I fall back again on the original premise of why I started writing about my experiences in the war zones: to record for anyone who’s interested what it feels like to go to war. I hesitate tonight because I am angry, and conventional wisdom says to do nothing in anger. Then again, if I am to capture the feelings of being in war, I should record this accurately as well.
I’m not even sure why I am angry. I returned today from a two-day trip to visit a team south of us. While there, I finished up my meetings and went to the recreation hall to try to call my family. On the sign-in desk was a two-word message that I did not immediately understand. Turns out it was code for “commo equipment to the outside world is turned off.” That was an ominous sign.

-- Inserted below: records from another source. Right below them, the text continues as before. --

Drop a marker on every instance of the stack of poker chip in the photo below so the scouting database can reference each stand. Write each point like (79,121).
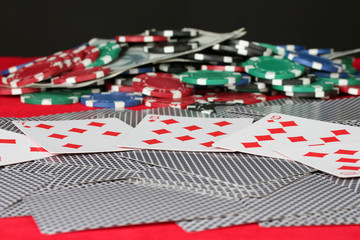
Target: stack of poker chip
(235,71)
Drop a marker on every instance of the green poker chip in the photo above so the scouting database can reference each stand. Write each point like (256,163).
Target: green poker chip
(108,52)
(207,77)
(351,81)
(317,86)
(49,98)
(273,67)
(276,49)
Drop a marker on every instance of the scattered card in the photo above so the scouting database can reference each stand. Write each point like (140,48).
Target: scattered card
(17,148)
(76,136)
(182,133)
(339,159)
(279,130)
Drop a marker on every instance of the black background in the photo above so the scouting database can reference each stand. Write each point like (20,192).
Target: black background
(36,28)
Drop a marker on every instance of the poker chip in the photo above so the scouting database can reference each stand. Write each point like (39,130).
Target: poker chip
(81,75)
(36,72)
(315,62)
(242,42)
(166,102)
(176,33)
(13,69)
(205,77)
(291,47)
(108,52)
(319,94)
(351,81)
(171,47)
(316,86)
(236,97)
(138,70)
(353,90)
(250,86)
(162,85)
(140,38)
(240,50)
(293,81)
(90,54)
(18,91)
(49,98)
(273,67)
(175,68)
(276,49)
(330,74)
(212,57)
(317,51)
(116,100)
(223,68)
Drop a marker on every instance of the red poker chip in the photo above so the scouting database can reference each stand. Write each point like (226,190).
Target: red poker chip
(140,38)
(18,91)
(352,90)
(236,97)
(223,68)
(163,85)
(90,54)
(175,103)
(34,73)
(81,75)
(119,88)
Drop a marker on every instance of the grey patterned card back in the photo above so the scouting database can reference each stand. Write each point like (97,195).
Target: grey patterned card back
(179,180)
(308,195)
(70,175)
(340,217)
(18,209)
(331,110)
(119,204)
(236,168)
(15,185)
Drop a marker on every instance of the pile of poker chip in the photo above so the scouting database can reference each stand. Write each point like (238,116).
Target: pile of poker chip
(235,71)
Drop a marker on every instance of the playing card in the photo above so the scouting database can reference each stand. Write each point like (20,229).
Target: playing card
(339,159)
(308,195)
(120,204)
(282,131)
(76,136)
(16,148)
(182,133)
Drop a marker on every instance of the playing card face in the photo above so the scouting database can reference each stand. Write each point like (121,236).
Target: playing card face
(339,159)
(182,133)
(282,131)
(16,148)
(76,136)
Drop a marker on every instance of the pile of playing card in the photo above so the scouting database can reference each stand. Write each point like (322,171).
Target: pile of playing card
(107,168)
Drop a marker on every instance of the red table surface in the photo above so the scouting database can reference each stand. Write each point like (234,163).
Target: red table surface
(25,227)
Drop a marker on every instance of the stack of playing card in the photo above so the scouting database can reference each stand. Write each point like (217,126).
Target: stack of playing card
(107,168)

Only two other people were in the rec hall at the moment, the attendant, and a Marine. He was watching a movie, so I sat down and watched as well. It was the ending of one of the Batman movies. I barely paid attention. My mind raced. By that time, I was pretty sure I had figured out the meaning of the two-word message, and I was already familiar with the circumstances that brought it about – 3 of our Marines from that post had lost their lives that morning.
Who were those men? I wondered. The incident had occurred less than three hours earlier. That meant that we had risen at nearly the same time. I had gone to meetings; they to meet destiny. Chances were that they had been in that same rec hall the night before, possibly sitting in those same chairs watching the same screen. I had been there then. Had I seen any of them? Perhaps they had used the same computer I had when trying to contact home. Perhaps in weeks past, they had come to sign into the rec center only to find the code words I had just seen, and wondered about those for whom the words expressed the message, “we are gone.”
Yesterday and today, I watched the Marines. When casualties occur, word spreads fast. They know, rapidly. These are youngsters with incredible resolve, skill, and dedication. Every day, they wake up knowing they might not see the end of the day. They do it for all sorts of reasons, but underlying all is love of country, and a determination to keep the wolves away from their loved ones back home. Would that the country matched their care and dedication. They cope. They are there for each other. They pick up, and move on to the next mission. Those who were close to the ones lost wear the loss on their faces – it appears in their gait, in the slight slump in their shoulders. But, they breathe deep, square shoulders, prepare for the next mission, and carry on.
On one occasion while I was in Iraq, I was sent out with my team to take the pulse of a local population. An IED had been detonated a month earlier and killed two US soldiers. The Command wanted to know if such acts were supported by the population local to that area, or if outsiders had set it. Security was provided by the same platoon that had been attacked. By the time we left on patrol, I knew them. I knew them individually, and as a group. I saw the haunted expressions they wore, and the little things they did to support each other. They were led by one of the best and most caring platoon leaders I have ever met. They provided security escort for our team to the IED site, and set up protection while we set about doing our work. As usual, children showed up, and I snapped one of the most poignant pictures I have seen of either war: It was of this platoon leader and his men handing out school supplies and toys to these Iraqi children in the same place where only a month earlier, their comrades had been blown apart. That is the quality of our fighting men and women.
Today is Easter, and I woke up wondering about the families of the Marines lost yesterday. Had they been notified yet? How will/does their anguish feel? Despite knowing the dangers, I am sure that none of them started their days yesterday expecting the news that would come via official uniformed officers appearing at their doors. At what point did it dawn on them the gravity of the news they were now bound to receive? What mothers, fathers, fiancées, wives, children were about to have their lives totally upended? Does our country continue to deserve such selfless devotion? Do its citizens even know, viscerally, that we are still at war?
As I made my way back to home-base today, I watched these young fighters. They sit or stand in their uniforms, their heavy equipment fitting them like a second skin, their rifles carried as another appendage. They relax into their immediate surroundings, their faces expressionless behind dark glasses, their helmets held tightly in place by chin straps. No one approaching them will doubt the damage any one of them can wreak when ordered. In the confines of the open flight terminal, they relax in the shade waiting for their flights. One stone-faced Marine approaches another. The second recognizes the first, sits up, and takes off his helmet and dark glasses. A bright smile crosses his face – joy at seeing a friend. They greet and joke, and personality pours in and transforms them back to what they are – our kids, who deserve every ounce of special support that we can send their way.